Katie Ledecky has drive.
The Olympic gold medalist recently built on her legacy as the world’s best female swimmer in Rio when she simultaneously beat her own world record and picked up a gold in the 400-meter freestyle event.
Her unwavering resolve has astonished onlookers and fellow competitors alike.
“Her stroke, her mentality: She’s so strong in the water,” Ryan Lochte, 11-time Olympic medalist, told Sports Illustrated recently. “She gets faster every time she gets in, and her times are becoming good for a guy. She’s beating me now, and I’m, like, ‘What is going on?’”

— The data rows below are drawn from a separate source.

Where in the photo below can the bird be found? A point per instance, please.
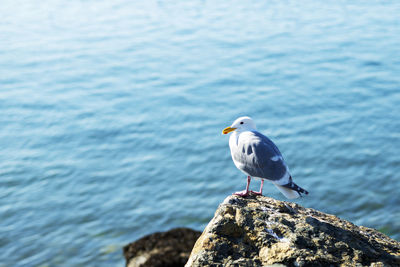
(258, 157)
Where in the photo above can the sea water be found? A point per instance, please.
(111, 115)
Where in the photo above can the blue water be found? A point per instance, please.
(111, 115)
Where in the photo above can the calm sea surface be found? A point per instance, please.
(111, 115)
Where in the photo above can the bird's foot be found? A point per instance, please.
(242, 193)
(256, 193)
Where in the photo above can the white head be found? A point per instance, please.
(241, 124)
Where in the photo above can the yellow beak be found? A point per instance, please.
(228, 130)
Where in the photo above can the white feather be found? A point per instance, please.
(289, 193)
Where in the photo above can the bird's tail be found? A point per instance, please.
(291, 190)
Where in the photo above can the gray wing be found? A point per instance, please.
(259, 157)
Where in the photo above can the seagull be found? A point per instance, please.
(257, 156)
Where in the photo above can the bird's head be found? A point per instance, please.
(240, 124)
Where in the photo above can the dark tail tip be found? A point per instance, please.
(296, 188)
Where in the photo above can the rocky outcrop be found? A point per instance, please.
(261, 231)
(171, 248)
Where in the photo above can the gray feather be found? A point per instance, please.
(255, 156)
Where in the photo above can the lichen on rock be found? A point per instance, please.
(171, 248)
(261, 231)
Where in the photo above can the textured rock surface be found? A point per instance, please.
(171, 248)
(261, 231)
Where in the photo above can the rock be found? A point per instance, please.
(171, 248)
(261, 231)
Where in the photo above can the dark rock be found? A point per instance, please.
(171, 248)
(261, 231)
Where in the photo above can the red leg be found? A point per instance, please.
(260, 192)
(244, 192)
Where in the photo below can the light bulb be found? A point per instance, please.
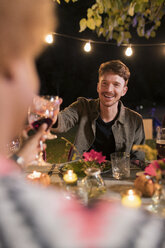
(49, 38)
(128, 51)
(87, 47)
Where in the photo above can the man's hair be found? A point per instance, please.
(116, 67)
(23, 26)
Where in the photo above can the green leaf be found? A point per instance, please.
(83, 24)
(91, 24)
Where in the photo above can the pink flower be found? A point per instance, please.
(151, 170)
(94, 156)
(156, 164)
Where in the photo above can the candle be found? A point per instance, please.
(70, 177)
(34, 175)
(39, 177)
(131, 199)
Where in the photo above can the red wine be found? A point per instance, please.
(38, 123)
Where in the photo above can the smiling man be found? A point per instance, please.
(104, 124)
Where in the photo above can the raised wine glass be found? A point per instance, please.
(43, 110)
(160, 142)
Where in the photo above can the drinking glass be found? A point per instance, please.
(93, 185)
(120, 165)
(160, 142)
(43, 110)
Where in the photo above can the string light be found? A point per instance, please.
(87, 47)
(49, 38)
(128, 51)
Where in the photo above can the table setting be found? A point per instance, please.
(117, 183)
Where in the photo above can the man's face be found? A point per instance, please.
(111, 88)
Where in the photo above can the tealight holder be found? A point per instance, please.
(131, 198)
(39, 177)
(70, 177)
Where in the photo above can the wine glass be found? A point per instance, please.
(160, 142)
(43, 110)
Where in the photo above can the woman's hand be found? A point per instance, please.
(31, 147)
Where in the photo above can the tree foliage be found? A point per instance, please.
(115, 19)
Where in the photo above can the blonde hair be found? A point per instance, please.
(23, 26)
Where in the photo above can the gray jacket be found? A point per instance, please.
(127, 130)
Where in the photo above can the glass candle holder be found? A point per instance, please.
(131, 198)
(93, 183)
(70, 177)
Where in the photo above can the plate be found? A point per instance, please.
(78, 167)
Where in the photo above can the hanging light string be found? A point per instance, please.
(105, 42)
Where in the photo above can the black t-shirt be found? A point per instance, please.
(104, 141)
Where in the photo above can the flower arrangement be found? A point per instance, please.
(86, 160)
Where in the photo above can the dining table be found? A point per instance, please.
(114, 187)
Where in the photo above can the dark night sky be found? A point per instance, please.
(65, 69)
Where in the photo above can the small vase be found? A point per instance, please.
(93, 184)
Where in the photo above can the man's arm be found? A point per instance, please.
(68, 118)
(139, 140)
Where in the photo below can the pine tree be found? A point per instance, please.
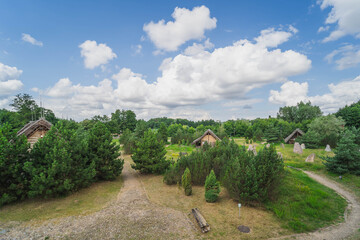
(149, 155)
(347, 156)
(186, 182)
(212, 187)
(13, 155)
(163, 133)
(105, 153)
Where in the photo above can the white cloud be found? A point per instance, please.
(8, 82)
(187, 25)
(186, 81)
(344, 13)
(345, 57)
(323, 29)
(198, 48)
(28, 38)
(96, 54)
(341, 94)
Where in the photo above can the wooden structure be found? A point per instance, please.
(35, 130)
(204, 226)
(291, 138)
(208, 137)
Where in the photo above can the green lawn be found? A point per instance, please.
(303, 204)
(85, 201)
(174, 150)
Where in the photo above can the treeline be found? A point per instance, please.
(248, 178)
(66, 159)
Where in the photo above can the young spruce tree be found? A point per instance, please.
(186, 182)
(149, 155)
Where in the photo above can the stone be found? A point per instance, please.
(244, 229)
(327, 149)
(310, 158)
(297, 148)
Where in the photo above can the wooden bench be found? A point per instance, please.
(204, 226)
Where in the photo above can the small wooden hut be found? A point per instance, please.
(291, 138)
(35, 130)
(209, 137)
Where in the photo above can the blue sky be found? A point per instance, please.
(189, 59)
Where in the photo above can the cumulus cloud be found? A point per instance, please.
(345, 57)
(28, 38)
(187, 25)
(344, 13)
(96, 54)
(345, 92)
(8, 81)
(189, 80)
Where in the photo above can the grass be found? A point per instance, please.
(304, 205)
(174, 150)
(222, 216)
(83, 202)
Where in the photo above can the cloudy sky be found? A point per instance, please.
(188, 59)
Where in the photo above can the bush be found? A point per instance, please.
(212, 188)
(149, 155)
(172, 175)
(347, 156)
(186, 182)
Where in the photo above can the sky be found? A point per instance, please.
(181, 59)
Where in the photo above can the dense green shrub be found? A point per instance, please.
(186, 182)
(149, 155)
(347, 156)
(13, 155)
(212, 187)
(104, 153)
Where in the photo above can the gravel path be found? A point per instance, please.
(339, 231)
(130, 216)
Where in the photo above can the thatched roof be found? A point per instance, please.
(293, 133)
(206, 133)
(31, 127)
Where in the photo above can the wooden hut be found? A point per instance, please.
(208, 137)
(291, 138)
(35, 130)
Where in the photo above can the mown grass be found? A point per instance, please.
(303, 204)
(173, 150)
(83, 202)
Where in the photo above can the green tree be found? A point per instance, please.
(104, 152)
(149, 155)
(212, 187)
(13, 155)
(162, 133)
(328, 129)
(186, 182)
(347, 156)
(301, 112)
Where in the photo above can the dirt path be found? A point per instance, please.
(130, 216)
(339, 231)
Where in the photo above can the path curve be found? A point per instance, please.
(342, 230)
(130, 216)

Dave Marsh, coach of the U.S. Olympic women’s swim team expressed similar awe. “She’s a mystery,” he told Sports Illustrated. “I’ve experience the passion and depth with which Katie trains and races. I’ve gone back and tried to figure out what causes it, because she doesn’t fit the model. She has a wonderful family, has everything, really, that she wants; she’s a beautiful person with seemingly no dark sides. But she has this energy stirring in her, not just at meets but at practice.”
Her inspiration, as it turns out, is partially derived from the story of her Jewish grandmother Berta Ledecky, who immigrated from Communist Czechoslovakia early in her life, according to The Forward, and briefly became a translator for Albert Einstein at the Polytechnic Institute of Brooklyn. Additionally, Berta said she confronted anti-Semitism when she moved to Greenwich, Connecticut with her husband and son in the early ‘70s, an experience that echoes the tragedy of her family’s history in Europe. In 2007, Berta took Katie and her older brother Michael to a Jewish cemetery on trip to Prague to visit the graves of family members who died in the Holocaust.
Despite Ledecky’s Catholic faith, and her ritual of reciting the Hail Mary prior to diving into the water for each race, Ledecky attributes much of her ambition to growing up hearing her grandmother’s stories of hardship and perseverance, the Sports Illustrated profile reports.
As Ledecky continues to stun athletes and sports fans alike in her quest and repeated successes on the Olympic stage, perhaps the fire in her belly is less of a mystery and more a manifestation of familial resilience.